4. The seven axes end effector articulating mechanism of claim 3 further including: a means for measuring linear position and movement of the movable linear and rotary motion actuated end effector attachment element relative to said elongated enclosure or platform; a means for measuring rotational position and movement of said attachment element relative to said enclosure or platform; a means for measuring rotational position and movement of said enclosure or platform relative to said geometrically parallel first linkages; a means for measuring the rotational position and movement of the said rotatable axle relative to the said frame yoke; a means for measuring the linear position and movement of each of the series of first, second, and third linear actuator stages serially and orthogonally connected, relative to the stationary reference fixture.

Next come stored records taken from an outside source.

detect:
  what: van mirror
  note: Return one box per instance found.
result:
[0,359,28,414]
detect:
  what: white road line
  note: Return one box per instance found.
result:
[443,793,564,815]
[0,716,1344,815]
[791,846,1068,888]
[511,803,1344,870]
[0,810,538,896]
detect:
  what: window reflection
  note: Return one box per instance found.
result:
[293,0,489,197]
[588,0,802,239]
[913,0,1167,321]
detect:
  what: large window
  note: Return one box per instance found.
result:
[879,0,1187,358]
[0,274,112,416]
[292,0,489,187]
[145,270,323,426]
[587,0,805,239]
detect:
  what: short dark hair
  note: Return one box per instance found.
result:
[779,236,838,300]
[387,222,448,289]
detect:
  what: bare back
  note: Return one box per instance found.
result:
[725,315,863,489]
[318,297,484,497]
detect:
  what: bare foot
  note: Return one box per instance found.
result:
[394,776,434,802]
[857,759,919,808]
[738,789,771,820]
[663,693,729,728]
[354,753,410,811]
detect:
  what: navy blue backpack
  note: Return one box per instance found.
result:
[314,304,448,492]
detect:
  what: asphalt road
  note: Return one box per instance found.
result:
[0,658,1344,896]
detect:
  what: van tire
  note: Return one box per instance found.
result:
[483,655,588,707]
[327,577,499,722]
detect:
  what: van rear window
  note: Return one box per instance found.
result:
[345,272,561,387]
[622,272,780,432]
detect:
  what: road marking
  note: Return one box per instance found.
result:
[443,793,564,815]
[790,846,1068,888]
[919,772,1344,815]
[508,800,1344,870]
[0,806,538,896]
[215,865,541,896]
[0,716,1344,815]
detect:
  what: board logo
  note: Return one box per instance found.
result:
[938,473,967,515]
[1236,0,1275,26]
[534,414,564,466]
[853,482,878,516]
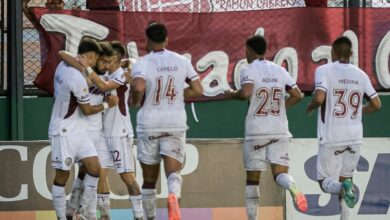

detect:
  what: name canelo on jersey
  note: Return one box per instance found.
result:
[157,66,177,72]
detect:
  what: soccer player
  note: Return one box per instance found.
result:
[306,37,381,220]
[59,42,115,220]
[80,41,143,220]
[49,38,118,220]
[132,23,203,220]
[225,36,307,220]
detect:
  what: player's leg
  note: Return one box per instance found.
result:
[52,169,70,220]
[339,145,360,220]
[242,139,268,220]
[141,162,160,220]
[272,164,308,212]
[137,133,161,220]
[97,168,111,220]
[266,138,308,212]
[76,156,100,220]
[159,132,185,220]
[94,135,114,220]
[66,164,87,219]
[245,170,261,220]
[50,135,75,220]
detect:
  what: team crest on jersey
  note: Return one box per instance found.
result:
[65,157,72,166]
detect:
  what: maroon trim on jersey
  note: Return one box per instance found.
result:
[64,92,78,119]
[116,85,127,116]
[153,49,165,53]
[320,95,326,123]
[284,84,297,92]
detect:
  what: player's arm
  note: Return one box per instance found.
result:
[363,96,382,114]
[23,0,38,26]
[285,86,303,108]
[184,79,203,98]
[79,96,119,116]
[58,50,93,86]
[306,89,326,114]
[225,83,253,100]
[131,77,146,107]
[79,56,121,92]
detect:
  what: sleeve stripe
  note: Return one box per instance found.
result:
[368,92,378,98]
[315,86,326,92]
[133,75,146,79]
[190,75,199,81]
[114,79,125,85]
[241,80,255,85]
[77,99,90,103]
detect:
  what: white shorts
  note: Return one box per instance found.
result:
[50,132,97,170]
[88,131,114,169]
[137,131,186,164]
[317,144,361,180]
[243,138,290,171]
[106,137,135,173]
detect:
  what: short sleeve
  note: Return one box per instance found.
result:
[281,67,298,91]
[364,75,378,99]
[314,68,328,92]
[111,71,126,85]
[131,61,146,79]
[240,67,255,85]
[70,73,90,104]
[184,58,199,81]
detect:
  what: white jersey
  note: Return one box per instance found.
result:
[86,75,106,131]
[103,68,134,137]
[240,60,297,140]
[315,62,378,146]
[133,50,199,132]
[49,62,90,136]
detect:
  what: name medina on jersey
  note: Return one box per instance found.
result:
[339,79,359,85]
[157,66,177,72]
[261,77,278,83]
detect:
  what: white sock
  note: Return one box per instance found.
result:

5. The seven axis end effector articulating mechanism of claim 4 further including: a human-operator or computer controller, whereby human or computer can direct the motion of said actuating mechanism.

6. The seven axis end effector articulating mechanism of claim 5 wherein said human operator interface is one or more joysticks or control arrays.

7. The seven axis end effector articulating mechanism of claim 5 wherein said human operator interface is a haptic wrist.

8. The seven axis end effector articulating mechanism of claim 5 wherein any one or more degrees of freedom can be excluded without disturbing of the function of the remaining mechanism.

9. The seven axis end effector articulating mechanism of claim 5 wherein said human operator interface is a head tracker.